After the Internal Revenue Service released additional guidance on the Low-Income Communities Bonus Credit Program, Evergreen Action Deputy Policy Director Rachel Patterson released the following statement:
“After Congress largely protected the climate investments embedded in the Inflation Reduction Act (IRA), it is now more important than ever that we ensure the equitable and rapid implementation of the IRA clean energy investments. The Low-Income Communities Bonus Credit Program gives investors in wind and solar energy additional benefits for investments in low-income communities or in Indigenous communities. This is great because this will really bring the benefits of the IRA, like lower electricity costs and energy savings, to low-income communities, who may not have the means to claim other clean energy tax credits under the IRA.

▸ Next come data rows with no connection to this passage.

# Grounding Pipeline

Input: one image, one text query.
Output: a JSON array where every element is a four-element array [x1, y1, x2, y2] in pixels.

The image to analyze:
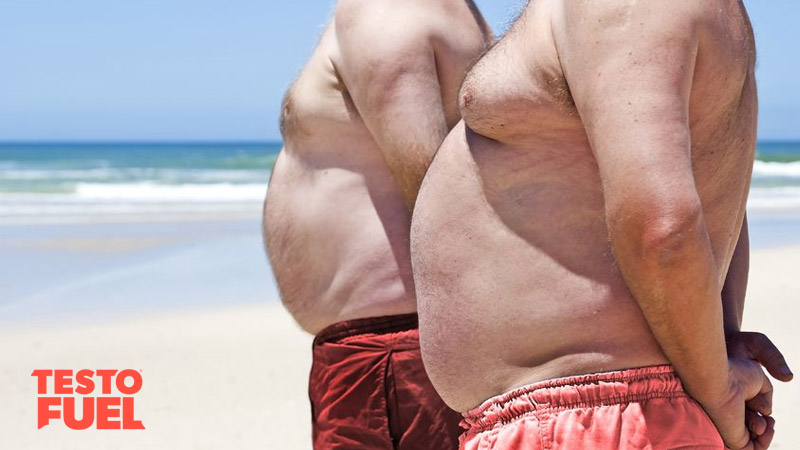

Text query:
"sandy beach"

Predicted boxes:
[[0, 214, 800, 450]]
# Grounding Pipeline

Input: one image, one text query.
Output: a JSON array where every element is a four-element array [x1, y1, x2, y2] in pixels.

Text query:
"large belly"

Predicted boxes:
[[264, 146, 416, 333], [412, 124, 666, 411]]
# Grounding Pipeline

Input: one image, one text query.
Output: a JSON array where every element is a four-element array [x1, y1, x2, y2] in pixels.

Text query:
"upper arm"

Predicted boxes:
[[335, 0, 448, 208], [336, 0, 447, 149], [555, 0, 703, 225]]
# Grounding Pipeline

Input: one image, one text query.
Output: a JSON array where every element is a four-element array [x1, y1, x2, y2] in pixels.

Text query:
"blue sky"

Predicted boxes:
[[0, 0, 800, 140]]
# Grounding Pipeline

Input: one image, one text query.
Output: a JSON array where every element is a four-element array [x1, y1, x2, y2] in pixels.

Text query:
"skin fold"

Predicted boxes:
[[411, 0, 788, 449], [264, 0, 492, 334]]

“The guidance released today by the IRS provides greater clarity and precision on which communities and residential buildings would qualify for the bonus credit. We are pleased to see that in the guidance that benefits are defined explicitly as financial benefits. This would make clear that low-income folks who are left out of accessing other credits will actually feel the benefits of the clean energy transition. We are also encouraged that it states that 50% of the financial value of energy savings must be passed on to building residents.
“We need to ensure that every community, especially communities hit first and worst by the climate crisis, benefit from our clean energy transition. This guidance is a large positive step towards that vision.”